There are tons of people around today who are the progeny of National Bolshevism. Two prime examples are Jean Bricmont and Diana Johnstone who are occasional writing partners. Bricmont effused over Trump on March 30, 2016:

He is the first major political figure to call for “America First” meaning non-interventionism. He not only denounces the trillions of dollars spent in wars, deplores the dead and wounded American soldiers, but also speaks of the Iraqi victims of a war launched by a Republican President. He does so to a Republican public and manages to win its support. He denounces the empire of US military bases, claiming to prefer to build schools here in the United States. He wants good relations with Russia. He observes that the militarist policies pursued for decades have caused the United States to be hated throughout the world. He calls Sarkozy a criminal who should be judged for his role in Libya. Another advantage of Trump: he is detested by the neoconservatives, who are the main architects of the present disaster.

While Johnstone gives Trump his due (“Donald Trump has made it clear he wants to end the current hysterical anti-Putin pre-war propaganda and do business with Russia … All to the good”), she is far more enthusiastic about Marine Le Pen who she described as being “basically on the left” on the occasion of the 2012 elections:

If “the right” is defined first of all by subservience to finance capital, then aside from Sarkozy, Bayrou and perhaps Joly, all the other candidates were basically on the left.  And all of them except Sarkozy would be considered far to the left of any leading politician in the United States.

This applies notably to Marine Le Pen, whose social program was designed to win working class and youth votes.

Even she stressed that the immigration problem, as she saw it, was not the fault of the immigrants themselves but of the politicians and the elite who brought them here.  The main tone of her political message was resolutely populist, attacking the “Paris elite”.  Demagogic, yes, often vague and playing fast and loose with statistics, but a model of reason compared to the utterances of the “Tea Party”.

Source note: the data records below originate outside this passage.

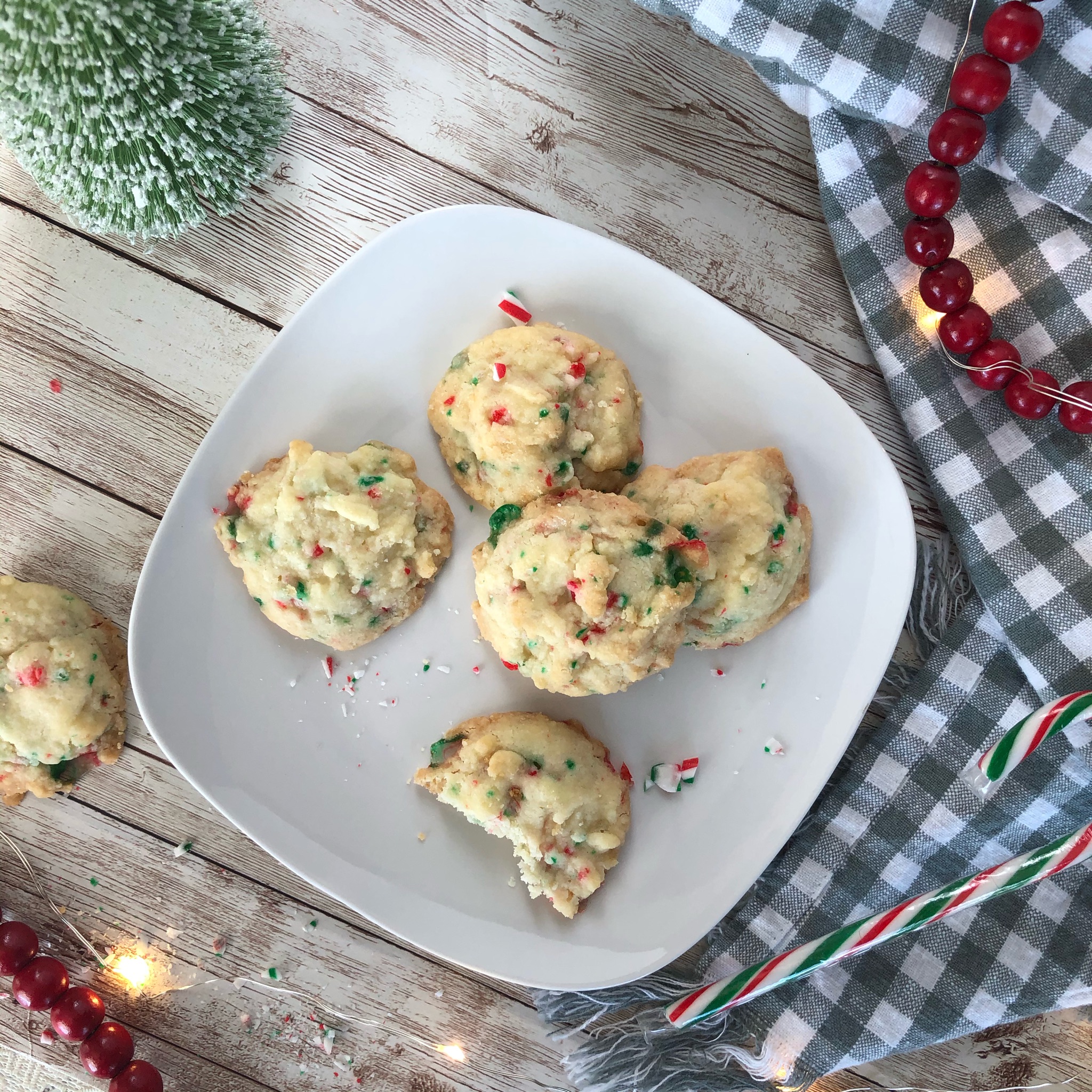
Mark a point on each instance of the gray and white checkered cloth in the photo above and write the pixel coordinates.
(872, 76)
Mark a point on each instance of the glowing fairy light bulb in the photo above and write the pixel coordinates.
(134, 969)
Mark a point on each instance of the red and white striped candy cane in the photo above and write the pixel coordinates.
(1025, 736)
(860, 936)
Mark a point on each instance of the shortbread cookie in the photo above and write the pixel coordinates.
(545, 785)
(62, 689)
(336, 548)
(534, 410)
(743, 506)
(584, 593)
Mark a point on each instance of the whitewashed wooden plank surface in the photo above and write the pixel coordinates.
(77, 325)
(143, 892)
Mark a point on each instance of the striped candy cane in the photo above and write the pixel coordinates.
(1022, 738)
(860, 936)
(512, 306)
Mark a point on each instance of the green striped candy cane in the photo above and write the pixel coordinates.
(860, 936)
(1025, 736)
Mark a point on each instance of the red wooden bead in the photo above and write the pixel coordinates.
(107, 1052)
(19, 945)
(927, 242)
(1074, 417)
(39, 984)
(989, 355)
(1013, 33)
(965, 330)
(138, 1077)
(947, 286)
(957, 137)
(78, 1014)
(980, 83)
(932, 189)
(1025, 402)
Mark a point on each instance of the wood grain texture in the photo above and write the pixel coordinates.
(678, 121)
(179, 904)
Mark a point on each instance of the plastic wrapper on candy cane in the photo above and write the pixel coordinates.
(989, 771)
(860, 936)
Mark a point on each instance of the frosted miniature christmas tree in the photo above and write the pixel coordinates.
(140, 116)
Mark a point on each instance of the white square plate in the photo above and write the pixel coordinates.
(320, 779)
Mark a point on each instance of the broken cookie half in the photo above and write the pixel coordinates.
(547, 786)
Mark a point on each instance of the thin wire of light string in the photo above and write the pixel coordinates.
(1058, 396)
(962, 50)
(1053, 392)
(102, 960)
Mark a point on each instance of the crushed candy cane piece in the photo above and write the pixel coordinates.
(671, 777)
(511, 305)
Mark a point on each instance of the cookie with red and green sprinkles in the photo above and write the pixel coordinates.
(62, 689)
(336, 548)
(534, 410)
(584, 592)
(548, 786)
(743, 506)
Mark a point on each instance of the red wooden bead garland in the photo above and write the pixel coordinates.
(138, 1077)
(965, 330)
(932, 189)
(947, 286)
(1077, 419)
(986, 370)
(19, 945)
(927, 242)
(108, 1051)
(1027, 397)
(957, 137)
(1014, 32)
(41, 982)
(979, 85)
(78, 1014)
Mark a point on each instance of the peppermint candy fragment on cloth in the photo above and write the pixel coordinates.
(671, 777)
(510, 304)
(985, 775)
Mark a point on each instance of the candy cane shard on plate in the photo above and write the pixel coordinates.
(671, 777)
(856, 937)
(1024, 737)
(511, 305)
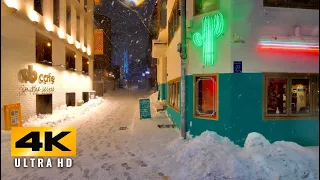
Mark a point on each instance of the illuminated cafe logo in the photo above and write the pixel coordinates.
(30, 75)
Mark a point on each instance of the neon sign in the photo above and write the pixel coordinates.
(289, 46)
(212, 28)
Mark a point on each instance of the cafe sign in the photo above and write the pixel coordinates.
(30, 75)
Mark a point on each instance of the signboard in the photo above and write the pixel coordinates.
(98, 41)
(237, 66)
(145, 112)
(12, 116)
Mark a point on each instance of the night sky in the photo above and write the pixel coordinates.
(126, 24)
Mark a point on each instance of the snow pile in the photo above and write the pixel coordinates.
(210, 156)
(63, 114)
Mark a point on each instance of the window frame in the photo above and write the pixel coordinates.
(43, 37)
(195, 114)
(313, 79)
(66, 59)
(56, 13)
(310, 95)
(85, 59)
(174, 95)
(68, 20)
(266, 96)
(41, 9)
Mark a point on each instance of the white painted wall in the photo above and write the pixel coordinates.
(18, 51)
(252, 21)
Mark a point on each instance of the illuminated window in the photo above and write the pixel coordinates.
(71, 99)
(206, 97)
(43, 49)
(68, 19)
(204, 6)
(163, 14)
(277, 95)
(78, 27)
(174, 94)
(291, 95)
(85, 32)
(86, 5)
(174, 21)
(37, 6)
(301, 4)
(85, 65)
(70, 60)
(56, 12)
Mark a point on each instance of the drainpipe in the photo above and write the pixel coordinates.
(182, 48)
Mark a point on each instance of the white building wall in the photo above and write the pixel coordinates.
(18, 42)
(252, 21)
(173, 57)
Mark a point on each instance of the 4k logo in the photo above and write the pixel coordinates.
(43, 141)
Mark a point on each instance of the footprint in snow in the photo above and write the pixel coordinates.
(125, 165)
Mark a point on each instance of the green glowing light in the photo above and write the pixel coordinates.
(197, 39)
(212, 28)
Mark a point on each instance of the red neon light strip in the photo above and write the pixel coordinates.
(288, 48)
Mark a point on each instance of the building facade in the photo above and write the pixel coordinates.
(46, 58)
(103, 62)
(252, 66)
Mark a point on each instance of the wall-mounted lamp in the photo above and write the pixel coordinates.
(49, 26)
(59, 65)
(84, 49)
(33, 16)
(77, 45)
(61, 34)
(46, 62)
(13, 4)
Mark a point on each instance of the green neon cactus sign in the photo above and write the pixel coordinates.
(212, 27)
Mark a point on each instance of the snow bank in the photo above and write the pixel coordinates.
(210, 156)
(63, 114)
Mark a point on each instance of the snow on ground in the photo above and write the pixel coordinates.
(144, 151)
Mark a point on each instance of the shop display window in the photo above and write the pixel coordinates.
(277, 95)
(206, 97)
(174, 94)
(44, 104)
(291, 95)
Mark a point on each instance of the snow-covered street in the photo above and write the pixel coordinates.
(143, 151)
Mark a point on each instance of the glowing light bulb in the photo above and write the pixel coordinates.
(12, 3)
(77, 45)
(84, 49)
(61, 34)
(49, 26)
(33, 16)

Is there an explanation for this kind of idiocy? I would say that it boils down to a retreat from class. In the heady, expansionist cycle of capitalism of the 1980s, postmodernism took root in the left as a way of theorizing about society without bothering with the hoary grand narratives based on class. It culminated in Hardt and Negri’s ridiculous book “Empire”.

Today under far less favorable economic conditions (except for the financial bourgeoisie), there are 10,000 writers who are drawn to the Kremlin like moths to a flame. Once again, why bother with useless criteria such as class when the real battle for humanity’s survival is the capability of the BRICS nations to leapfrog over the decadent Western capitalist countries committed to the EU? If this battle involves making common cause with filth such as Trump and Le Pen, that’s the cost of building a new international red-brown movement that will reduce the strife between nations and make the world safe for oligarchs everywhere, especially the Brazilian, Russian, Indian and Chinese  rich who own $25 million co-ops in Chelsea and shop for Hermes pocketbooks on Madison Avenue.